PILLAR RESOURCE SERVICES INC v PRIMEWEST ENERGY INC, 2017 ABCA 141

McDonald, Bielby and Wakeling JJA

4.29: Costs consequences of formal offer to settle
10.29: General rule for payment of litigation costs
14.59: Formal offers to settle
14.88: Cost awards

Case Summary

The Defendant and Appellant to an Appeal (“PrimeWest”), applied to settle Costs following its unsuccessful Appeal. PrimeWest’s Appeal was related to Trial Costs which were awarded to the Plaintiff/Respondent (“Pillar”) on a full indemnity basis.

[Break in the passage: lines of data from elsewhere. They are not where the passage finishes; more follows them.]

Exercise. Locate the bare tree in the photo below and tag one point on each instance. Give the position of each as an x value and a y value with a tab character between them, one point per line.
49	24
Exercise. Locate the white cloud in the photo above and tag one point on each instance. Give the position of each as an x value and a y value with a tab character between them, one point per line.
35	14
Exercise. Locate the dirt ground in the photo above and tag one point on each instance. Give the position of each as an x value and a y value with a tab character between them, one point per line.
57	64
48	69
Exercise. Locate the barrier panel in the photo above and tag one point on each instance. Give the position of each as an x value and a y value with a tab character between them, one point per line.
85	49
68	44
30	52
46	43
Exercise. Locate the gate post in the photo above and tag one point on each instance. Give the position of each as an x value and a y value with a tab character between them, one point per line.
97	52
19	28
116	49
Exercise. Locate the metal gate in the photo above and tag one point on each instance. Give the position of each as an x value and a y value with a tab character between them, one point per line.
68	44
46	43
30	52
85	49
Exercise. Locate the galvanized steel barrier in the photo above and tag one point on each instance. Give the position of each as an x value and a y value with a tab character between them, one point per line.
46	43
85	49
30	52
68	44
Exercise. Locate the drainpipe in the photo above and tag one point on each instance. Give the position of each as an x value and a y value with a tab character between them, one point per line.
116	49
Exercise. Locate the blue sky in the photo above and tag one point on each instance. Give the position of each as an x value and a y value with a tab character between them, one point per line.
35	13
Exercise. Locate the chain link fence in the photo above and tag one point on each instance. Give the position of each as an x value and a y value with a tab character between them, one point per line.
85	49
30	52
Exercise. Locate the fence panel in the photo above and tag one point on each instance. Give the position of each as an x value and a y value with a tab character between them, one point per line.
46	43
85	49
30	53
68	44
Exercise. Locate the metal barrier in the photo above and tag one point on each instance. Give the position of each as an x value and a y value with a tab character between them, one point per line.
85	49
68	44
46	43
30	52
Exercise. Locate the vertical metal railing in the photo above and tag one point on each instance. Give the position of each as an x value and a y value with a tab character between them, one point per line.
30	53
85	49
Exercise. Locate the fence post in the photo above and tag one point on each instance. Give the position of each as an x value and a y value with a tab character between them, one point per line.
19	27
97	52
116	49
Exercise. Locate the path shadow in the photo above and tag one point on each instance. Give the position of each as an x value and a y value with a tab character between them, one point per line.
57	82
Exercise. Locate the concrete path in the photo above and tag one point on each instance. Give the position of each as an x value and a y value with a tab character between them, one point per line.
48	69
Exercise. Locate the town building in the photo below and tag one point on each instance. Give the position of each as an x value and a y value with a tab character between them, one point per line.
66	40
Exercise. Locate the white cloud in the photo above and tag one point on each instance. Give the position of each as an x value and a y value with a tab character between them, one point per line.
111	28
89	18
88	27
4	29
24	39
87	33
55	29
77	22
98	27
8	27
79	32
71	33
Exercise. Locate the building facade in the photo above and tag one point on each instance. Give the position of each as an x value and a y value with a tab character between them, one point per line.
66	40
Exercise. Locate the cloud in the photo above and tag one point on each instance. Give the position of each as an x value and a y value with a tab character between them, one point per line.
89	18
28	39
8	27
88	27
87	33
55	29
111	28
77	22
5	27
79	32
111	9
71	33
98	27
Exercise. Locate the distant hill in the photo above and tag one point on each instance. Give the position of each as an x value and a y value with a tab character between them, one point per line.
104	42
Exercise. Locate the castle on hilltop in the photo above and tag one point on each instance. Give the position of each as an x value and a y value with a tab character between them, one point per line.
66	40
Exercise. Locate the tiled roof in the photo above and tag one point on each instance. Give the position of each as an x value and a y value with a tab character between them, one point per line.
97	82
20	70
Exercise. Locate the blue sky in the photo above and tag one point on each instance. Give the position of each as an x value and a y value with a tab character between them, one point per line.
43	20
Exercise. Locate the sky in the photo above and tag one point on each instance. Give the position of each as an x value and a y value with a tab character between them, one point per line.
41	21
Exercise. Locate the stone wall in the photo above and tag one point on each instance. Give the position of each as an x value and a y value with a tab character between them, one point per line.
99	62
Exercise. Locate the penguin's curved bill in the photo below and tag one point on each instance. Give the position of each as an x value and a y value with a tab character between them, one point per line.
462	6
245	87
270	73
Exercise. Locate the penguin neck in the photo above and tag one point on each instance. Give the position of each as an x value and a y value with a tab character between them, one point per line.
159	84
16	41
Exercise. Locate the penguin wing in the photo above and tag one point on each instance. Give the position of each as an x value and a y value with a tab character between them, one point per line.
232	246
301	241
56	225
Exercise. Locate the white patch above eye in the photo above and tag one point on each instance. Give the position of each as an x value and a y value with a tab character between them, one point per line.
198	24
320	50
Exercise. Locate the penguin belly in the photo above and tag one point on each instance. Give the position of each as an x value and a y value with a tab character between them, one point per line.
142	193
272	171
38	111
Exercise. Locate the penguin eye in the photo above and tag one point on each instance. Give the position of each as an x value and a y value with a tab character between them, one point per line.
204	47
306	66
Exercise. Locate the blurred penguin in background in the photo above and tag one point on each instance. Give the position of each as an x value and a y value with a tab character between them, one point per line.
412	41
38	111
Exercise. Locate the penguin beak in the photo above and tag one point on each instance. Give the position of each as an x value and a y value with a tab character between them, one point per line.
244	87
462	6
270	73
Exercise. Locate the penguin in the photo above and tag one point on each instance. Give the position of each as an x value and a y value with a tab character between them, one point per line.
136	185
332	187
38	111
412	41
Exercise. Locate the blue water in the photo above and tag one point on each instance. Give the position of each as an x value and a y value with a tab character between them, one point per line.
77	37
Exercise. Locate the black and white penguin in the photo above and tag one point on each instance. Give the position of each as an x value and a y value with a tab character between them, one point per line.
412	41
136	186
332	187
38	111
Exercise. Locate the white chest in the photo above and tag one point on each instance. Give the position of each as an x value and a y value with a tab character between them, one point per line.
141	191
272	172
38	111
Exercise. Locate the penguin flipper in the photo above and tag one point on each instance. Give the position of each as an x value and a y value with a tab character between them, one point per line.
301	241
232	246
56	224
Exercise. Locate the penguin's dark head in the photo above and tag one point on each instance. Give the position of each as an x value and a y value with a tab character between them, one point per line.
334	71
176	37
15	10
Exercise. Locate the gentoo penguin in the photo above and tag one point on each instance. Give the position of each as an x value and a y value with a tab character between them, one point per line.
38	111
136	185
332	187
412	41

The Court of Appeal noted that Rule 14.88(3) creates a rebuttable presumption that Costs of an Appeal are awarded on the same basis as the Judgment appealed from. The Court noted that the parties had cited conflicting authority on whether full indemnity Costs should follow an Appeal where there was no misconduct of the unsuccessful party on the Appeal, but there had been misconduct meriting such Costs in the Decision appealed from. The Court observed that where the Appellant’s conduct was of a sufficiently egregious nature at Trial (for example where the party is held in Contempt of Court), full indemnity Costs should also follow on Appeal. However, the Court held that PrimeWest’s conduct at Trial did not meet the standard of being held in Contempt, and, referring to leading prior authority, ruled that this was a case where the schedule of Costs on the Appeal should be varied from the Costs awarded at Trial.

The Court then noted that Pillar had served a Formal Offer, which was bettered in the result. The Court of Appeal noted that Rule 4.29 applies to Appeals through the operation of Rule 14.59(4), and that all steps subsequent to the service of the Formal Offer were therefore doubled.

Finally, PrimeWest argued that it had been successful on two interlocutory Applications within the Appeal and should therefore be entitled to a setoff for Costs of those Applications. With respect to the Application for permission to Appeal, the Court ruled that no setoff was appropriate; if it were otherwise, every unsuccessful Appellant would get Costs of their leave Application no matter how unlikely the Appeal. Further, without the successful leave Application, there would have been no Appeal, and thus no Costs. With respect to PrimeWest’s Application relating to permissible evidence in the Appeal, the Court noted that Costs were reserved at the time of the Application to be determined by the Appeal Panel on the full Appeal. The Court interpreted the direction as Costs to be awarded in the cause: since PrimeWest ultimately lost on Appeal, it should not be awarded the Costs for the Application relating to permissible evidence on Appeal.

The Court of Appeal ruled that PrimeWest was to pay Pillar Costs of the Appeal, pursuant to Schedule C, to be doubled for all steps taken following the Formal Offer made by Pillar.